Colin's Little Known Facts: Quakers Founder Came From Leicestersh

It is certainly a little known fact that the Society of Friends, the gentle Christian denomination better known as the Quakers, were founded by a man from Leicestershire named George Fox.

George Fox was born at Fenny Drayton, near Hinckley, in 1624. At the time the village was known as Drayton-in-the-Clay.

He was apprenticed to a Nottingham shoemaker, but at the age of 19 he rebelled against the established church, believing that its formalism was getting in the way of true communion with God.

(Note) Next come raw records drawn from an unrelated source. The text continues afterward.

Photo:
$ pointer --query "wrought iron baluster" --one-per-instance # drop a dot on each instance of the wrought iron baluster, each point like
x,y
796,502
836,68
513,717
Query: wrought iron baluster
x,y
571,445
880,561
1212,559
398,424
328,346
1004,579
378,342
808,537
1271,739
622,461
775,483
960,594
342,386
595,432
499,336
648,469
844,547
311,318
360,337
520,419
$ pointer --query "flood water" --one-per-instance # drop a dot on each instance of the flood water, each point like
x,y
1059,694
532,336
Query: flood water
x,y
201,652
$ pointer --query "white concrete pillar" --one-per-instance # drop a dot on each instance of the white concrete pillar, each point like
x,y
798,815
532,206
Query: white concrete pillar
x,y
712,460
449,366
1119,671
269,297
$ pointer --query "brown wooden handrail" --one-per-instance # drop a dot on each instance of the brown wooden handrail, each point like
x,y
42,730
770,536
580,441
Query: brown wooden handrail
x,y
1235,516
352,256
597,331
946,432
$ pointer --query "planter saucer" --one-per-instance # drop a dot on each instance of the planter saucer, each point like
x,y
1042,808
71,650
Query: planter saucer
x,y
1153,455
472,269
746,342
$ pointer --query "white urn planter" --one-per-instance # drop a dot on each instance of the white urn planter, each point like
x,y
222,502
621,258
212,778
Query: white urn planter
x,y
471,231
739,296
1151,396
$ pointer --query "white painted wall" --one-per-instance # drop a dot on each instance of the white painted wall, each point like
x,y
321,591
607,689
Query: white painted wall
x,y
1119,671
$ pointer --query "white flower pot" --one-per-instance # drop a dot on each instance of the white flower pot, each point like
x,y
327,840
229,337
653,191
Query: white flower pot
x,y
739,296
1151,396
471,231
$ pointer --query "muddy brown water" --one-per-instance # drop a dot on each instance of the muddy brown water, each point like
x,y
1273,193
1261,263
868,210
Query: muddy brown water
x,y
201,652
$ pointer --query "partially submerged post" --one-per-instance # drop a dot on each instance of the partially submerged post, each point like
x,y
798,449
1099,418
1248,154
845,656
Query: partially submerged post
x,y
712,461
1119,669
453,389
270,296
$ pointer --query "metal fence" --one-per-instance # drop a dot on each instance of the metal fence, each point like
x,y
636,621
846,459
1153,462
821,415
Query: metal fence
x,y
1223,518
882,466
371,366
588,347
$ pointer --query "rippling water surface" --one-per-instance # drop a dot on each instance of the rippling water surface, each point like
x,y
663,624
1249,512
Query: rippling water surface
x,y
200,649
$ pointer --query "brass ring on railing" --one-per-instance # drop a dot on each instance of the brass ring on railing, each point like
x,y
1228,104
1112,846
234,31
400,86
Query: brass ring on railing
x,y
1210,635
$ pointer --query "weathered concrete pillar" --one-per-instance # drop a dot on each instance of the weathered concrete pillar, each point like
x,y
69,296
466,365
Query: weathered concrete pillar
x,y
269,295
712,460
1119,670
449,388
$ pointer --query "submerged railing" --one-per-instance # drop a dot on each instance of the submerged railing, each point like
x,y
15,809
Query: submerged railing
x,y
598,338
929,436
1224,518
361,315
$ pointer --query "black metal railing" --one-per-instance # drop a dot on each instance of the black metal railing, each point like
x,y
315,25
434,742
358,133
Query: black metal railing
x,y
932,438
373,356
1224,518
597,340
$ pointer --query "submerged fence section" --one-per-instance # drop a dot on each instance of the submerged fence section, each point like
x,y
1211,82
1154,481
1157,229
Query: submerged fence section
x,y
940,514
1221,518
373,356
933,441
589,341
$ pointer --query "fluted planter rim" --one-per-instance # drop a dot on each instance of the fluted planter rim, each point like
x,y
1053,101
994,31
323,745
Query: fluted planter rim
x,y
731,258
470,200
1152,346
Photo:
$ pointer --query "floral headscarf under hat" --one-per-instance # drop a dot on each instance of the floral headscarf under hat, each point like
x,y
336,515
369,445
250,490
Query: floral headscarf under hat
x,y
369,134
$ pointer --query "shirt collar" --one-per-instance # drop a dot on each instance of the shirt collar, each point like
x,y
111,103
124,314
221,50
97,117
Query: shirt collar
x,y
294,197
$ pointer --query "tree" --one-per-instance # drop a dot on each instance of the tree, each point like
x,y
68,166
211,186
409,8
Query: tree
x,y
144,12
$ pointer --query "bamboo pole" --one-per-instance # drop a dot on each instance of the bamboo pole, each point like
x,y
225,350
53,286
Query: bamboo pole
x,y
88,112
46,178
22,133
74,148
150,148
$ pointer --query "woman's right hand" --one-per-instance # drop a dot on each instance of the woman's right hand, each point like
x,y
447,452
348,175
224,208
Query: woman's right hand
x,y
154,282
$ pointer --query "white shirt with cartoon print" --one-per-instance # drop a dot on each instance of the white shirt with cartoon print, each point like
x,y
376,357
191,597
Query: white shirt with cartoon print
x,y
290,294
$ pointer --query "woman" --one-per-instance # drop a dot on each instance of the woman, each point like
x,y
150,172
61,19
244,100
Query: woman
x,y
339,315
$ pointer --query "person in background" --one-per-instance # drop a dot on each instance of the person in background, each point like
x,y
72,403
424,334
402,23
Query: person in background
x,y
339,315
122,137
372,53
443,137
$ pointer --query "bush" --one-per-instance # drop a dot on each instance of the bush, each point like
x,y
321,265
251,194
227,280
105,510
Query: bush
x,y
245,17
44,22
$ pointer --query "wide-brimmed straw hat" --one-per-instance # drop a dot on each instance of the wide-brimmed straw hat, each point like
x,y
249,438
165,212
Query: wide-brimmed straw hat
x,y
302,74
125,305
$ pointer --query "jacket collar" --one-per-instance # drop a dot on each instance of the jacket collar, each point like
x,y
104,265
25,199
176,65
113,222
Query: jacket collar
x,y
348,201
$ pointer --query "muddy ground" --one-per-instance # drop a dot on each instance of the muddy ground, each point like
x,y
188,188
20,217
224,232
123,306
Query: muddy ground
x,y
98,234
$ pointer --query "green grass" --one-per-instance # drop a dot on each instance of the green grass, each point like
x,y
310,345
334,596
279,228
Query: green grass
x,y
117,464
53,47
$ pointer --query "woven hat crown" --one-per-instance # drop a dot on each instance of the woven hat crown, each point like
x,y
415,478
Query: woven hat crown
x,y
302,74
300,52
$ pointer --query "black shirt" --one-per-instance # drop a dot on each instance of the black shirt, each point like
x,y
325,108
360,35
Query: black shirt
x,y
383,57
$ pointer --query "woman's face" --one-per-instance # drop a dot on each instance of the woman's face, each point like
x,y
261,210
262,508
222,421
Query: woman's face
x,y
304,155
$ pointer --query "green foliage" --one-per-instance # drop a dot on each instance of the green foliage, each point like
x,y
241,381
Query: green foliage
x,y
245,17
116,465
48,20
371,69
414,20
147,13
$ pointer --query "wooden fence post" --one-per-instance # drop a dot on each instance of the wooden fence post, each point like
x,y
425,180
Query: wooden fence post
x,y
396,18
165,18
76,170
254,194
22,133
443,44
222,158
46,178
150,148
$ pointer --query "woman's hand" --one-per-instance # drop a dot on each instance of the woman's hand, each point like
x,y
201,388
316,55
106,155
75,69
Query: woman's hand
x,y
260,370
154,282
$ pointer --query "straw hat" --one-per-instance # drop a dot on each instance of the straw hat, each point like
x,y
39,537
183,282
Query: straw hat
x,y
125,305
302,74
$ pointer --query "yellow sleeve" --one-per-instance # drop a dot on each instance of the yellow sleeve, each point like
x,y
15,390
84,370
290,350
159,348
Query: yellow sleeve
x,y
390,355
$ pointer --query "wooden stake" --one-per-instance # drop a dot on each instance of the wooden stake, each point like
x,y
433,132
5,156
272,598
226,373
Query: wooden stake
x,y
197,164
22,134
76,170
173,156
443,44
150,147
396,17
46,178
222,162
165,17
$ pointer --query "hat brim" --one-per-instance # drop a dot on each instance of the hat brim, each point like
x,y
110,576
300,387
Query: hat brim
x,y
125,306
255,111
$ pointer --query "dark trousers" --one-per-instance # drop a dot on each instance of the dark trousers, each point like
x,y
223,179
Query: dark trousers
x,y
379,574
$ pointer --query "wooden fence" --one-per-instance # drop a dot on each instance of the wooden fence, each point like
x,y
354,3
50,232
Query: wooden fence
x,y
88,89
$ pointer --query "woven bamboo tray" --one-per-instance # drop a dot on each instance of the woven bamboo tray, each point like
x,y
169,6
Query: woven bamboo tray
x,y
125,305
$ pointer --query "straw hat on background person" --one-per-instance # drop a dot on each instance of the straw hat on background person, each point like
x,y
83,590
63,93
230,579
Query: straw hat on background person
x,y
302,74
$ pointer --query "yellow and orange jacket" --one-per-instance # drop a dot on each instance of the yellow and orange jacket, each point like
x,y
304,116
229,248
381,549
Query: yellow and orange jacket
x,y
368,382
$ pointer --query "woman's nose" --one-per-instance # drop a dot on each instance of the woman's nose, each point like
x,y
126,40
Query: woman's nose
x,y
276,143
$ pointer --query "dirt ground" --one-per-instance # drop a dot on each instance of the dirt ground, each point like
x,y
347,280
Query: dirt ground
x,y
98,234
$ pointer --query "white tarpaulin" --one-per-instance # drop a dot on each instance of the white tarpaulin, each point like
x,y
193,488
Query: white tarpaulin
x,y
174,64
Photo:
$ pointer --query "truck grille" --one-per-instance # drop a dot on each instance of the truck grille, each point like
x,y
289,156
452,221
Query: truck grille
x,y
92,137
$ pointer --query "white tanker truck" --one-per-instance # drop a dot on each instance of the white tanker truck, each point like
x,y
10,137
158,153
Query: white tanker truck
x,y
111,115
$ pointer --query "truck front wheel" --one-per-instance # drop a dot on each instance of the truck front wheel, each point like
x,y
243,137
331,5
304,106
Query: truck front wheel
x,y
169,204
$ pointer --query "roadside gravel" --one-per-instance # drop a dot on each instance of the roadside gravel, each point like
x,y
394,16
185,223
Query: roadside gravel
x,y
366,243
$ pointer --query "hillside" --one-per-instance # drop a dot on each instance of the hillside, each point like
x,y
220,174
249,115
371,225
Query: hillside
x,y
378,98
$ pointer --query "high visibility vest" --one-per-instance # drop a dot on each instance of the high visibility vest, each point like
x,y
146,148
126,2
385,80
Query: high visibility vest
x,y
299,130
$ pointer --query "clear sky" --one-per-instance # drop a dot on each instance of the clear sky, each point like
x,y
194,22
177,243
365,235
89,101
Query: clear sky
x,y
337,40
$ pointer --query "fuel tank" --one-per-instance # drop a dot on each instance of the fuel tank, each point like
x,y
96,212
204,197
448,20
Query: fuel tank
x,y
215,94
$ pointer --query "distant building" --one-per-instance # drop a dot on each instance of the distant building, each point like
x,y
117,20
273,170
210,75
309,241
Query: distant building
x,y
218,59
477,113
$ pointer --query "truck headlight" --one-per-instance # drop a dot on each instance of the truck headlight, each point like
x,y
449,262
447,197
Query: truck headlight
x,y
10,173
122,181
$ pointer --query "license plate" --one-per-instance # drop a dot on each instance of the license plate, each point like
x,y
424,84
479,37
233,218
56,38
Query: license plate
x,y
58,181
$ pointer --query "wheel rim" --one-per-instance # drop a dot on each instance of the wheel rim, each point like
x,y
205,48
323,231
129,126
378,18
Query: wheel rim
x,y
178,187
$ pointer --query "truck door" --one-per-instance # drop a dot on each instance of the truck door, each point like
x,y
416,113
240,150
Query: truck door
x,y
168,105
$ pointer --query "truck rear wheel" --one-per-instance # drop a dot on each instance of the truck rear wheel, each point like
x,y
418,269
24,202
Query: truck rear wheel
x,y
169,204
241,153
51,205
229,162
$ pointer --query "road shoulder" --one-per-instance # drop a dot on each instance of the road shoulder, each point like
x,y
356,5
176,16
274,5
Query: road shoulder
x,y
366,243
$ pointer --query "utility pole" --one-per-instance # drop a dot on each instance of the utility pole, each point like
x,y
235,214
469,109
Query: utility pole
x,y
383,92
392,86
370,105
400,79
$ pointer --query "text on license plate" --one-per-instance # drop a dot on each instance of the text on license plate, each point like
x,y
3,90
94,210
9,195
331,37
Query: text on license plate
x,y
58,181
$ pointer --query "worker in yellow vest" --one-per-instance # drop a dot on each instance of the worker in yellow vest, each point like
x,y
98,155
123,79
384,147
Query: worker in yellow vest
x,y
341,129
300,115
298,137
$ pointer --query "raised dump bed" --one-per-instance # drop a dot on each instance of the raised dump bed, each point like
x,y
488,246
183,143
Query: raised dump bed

He was inspired, on Pendle Hill in Lancashire, to form the “Friends of Truth”. The term “Quaker”, at first used against him and his followers as an insult, later became the recognised name for his movement. It came about when George told a judge to “quake at the word of the Lord”.

George was always in trouble – he was stoned, imprisoned and spent much time in the stocks or pillory.

He stood for simplicity of worship, tolerance, justice and peace. The Quakers were later prominent in the abolition of slavery, as well as prison reform.

At Leicester Cathedral (then simply St. Martin’s Church) he spoke out, after the official preacher had gone home for his dinner, against the inequality that women had to endure.

Today, most men would agree that there is still some inequality and that there shouldn’t be. However, in George’s time, three and a half centuries ago, you would be hard put to find any men who acknowledged such a thing – most would take the view that it didn’t really matter anyway, as they were only women.

George not only acknowledged the situation – he publicly attacked it. He deserves to be a hero to a lot of people.

In later life, he travelled to Barbados, Jamaica, America, Holland and Germany. On some of these travels he was accompanied by William Penn, who went on to found Pennsylvania.

George was noted for his simple clothes. The late Sidney Carter, himself a Quaker, wrote a song about him, including the memorable lines “with your old leather breeches and your shaggy, shaggy locks, you are pulling down the pillars of the world, George Fox”.